Я спросил однажды Всеволода Вячеславовича, прочитав его роман «Мы идем в Индию», есть ли книги, поминаемые и цитируемые там.
– Конечно, есть, – ответил он убежденно. И, помолчав, добавил: – А может быть, и нет.
Я очень хорошо запомнил интонацию этого ответа. Мы шли полем в Переделкине (тем полем, что зовется Неясной поляной). Он, наверное, думал о другом, смотрел куда-то вдаль. И оба его ответа были машинальны и естественны, словно не противоречили друг другу.
Я не помню, что подумал тогда. Сейчас мне кажется, что вновь приоткрылась для меня важная грань его существования. Это всем детским существом фантаста утверждаемое:
– Конечно, есть!
И отвергаемое зрелым опытом:
– А может быть, и нет…
Но в отрицании есть еще – «может быть». Есть место надежде. Может быть…
Александр Исаевич
Вопросы
Солженицын по своей единственности в литературе нашего времени казался порой не от мира сего.
А он с самого начала от сего мира. Казалось случайной прихотью Никиты Хрущева, что напечатан был «Иван Денисович». Прихоть была, но не случайной. Солженицын сокрушал, сокрушал и Никита. И на одно время удары их пришлись по одному месту.
Хрущев, правда, в сокрушении остановился, ибо дальше пошло бы уже самосокрушение. А Солженицын крушить продолжал и в «Раковом корпусе», и в «Круге первом», да и еще, наверно, немало в недошедшем до нас.
Крушил он карательную часть, пыточное заведение и продолжает с ним отважную войну, почти в одиночку, с беспримерным мужеством одинокого солдата из арьергарда, оставленного выполнять свой воинский долг.
Не для этой только войны изострил свое сильное перо Солженицын. Изобразил он и другие основания современной жизни, свой как бы идеал, как бы сродственный Толстому, – Матрену из «Матренина двора», изобразил и любование исчезнувшим духовным построением России в своих миниатюрах, уже не как бы, а прямо и наверняка – религиозное любование.

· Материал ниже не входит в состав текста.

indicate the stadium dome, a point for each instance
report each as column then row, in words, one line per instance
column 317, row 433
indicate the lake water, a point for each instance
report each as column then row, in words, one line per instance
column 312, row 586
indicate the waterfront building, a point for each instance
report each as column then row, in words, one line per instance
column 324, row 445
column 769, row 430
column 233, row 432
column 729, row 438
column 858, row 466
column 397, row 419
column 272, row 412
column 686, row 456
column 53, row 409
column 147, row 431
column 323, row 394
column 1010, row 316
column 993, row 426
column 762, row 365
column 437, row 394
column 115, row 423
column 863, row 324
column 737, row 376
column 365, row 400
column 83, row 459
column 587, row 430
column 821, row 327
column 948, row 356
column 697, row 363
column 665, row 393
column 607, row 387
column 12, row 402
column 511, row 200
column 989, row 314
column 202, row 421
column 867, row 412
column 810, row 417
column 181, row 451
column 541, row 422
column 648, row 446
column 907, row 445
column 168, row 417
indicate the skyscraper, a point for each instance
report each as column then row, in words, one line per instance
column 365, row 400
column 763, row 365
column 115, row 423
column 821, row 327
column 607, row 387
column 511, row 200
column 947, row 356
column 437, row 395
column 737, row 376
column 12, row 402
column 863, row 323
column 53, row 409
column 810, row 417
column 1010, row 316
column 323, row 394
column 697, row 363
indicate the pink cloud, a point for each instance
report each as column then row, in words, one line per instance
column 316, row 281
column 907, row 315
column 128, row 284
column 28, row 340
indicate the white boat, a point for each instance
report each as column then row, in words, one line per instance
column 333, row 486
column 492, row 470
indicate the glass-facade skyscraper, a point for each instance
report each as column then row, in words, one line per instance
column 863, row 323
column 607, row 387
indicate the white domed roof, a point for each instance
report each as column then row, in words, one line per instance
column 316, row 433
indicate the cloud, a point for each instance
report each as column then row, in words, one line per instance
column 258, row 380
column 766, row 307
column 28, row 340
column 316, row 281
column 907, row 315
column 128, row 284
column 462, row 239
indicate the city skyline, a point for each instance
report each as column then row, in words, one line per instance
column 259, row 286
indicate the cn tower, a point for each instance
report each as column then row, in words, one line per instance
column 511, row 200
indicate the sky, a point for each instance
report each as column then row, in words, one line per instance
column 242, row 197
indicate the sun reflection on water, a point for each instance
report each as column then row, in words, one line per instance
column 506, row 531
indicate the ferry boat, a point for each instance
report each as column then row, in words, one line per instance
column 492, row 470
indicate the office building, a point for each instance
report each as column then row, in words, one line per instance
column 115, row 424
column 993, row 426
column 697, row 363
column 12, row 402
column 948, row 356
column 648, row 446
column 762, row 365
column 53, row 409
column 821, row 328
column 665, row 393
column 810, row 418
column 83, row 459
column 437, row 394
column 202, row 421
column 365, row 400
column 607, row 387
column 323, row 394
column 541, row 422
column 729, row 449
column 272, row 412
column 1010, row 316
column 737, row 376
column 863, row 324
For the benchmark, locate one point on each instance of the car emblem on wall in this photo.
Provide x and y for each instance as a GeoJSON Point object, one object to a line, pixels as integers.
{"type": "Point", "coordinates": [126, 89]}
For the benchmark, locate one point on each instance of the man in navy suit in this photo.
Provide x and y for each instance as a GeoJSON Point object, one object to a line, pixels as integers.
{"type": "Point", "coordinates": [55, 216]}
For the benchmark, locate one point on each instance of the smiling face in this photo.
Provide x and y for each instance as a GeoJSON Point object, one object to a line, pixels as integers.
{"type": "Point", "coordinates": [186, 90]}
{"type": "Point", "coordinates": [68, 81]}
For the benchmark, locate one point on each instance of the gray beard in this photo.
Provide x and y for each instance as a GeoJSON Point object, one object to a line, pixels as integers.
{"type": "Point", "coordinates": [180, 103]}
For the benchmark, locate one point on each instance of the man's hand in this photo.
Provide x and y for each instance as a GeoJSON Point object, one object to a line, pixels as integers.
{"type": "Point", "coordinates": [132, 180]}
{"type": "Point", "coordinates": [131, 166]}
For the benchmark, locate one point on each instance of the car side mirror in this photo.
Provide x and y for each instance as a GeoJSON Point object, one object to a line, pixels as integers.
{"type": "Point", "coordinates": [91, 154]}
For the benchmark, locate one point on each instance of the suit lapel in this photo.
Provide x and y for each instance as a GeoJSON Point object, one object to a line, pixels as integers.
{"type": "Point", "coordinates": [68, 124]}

И то и другое – Иван Денисович и Матрена – складывались в единое ясное видение мира – по ясности своей, по независимости и непривычности восторженно принятое читающей Россией. Тем более что в ясном зрении еще не прояснилось воззрение – могло толковаться по удобству. Тем более что воззрение не прояснилось и у самих читающих. Тем более что подкреплено оно было гражданским мужеством редкого для наших времен масштаба; и само подкрепляло значение этого мужества силой таланта, как бы умножало его.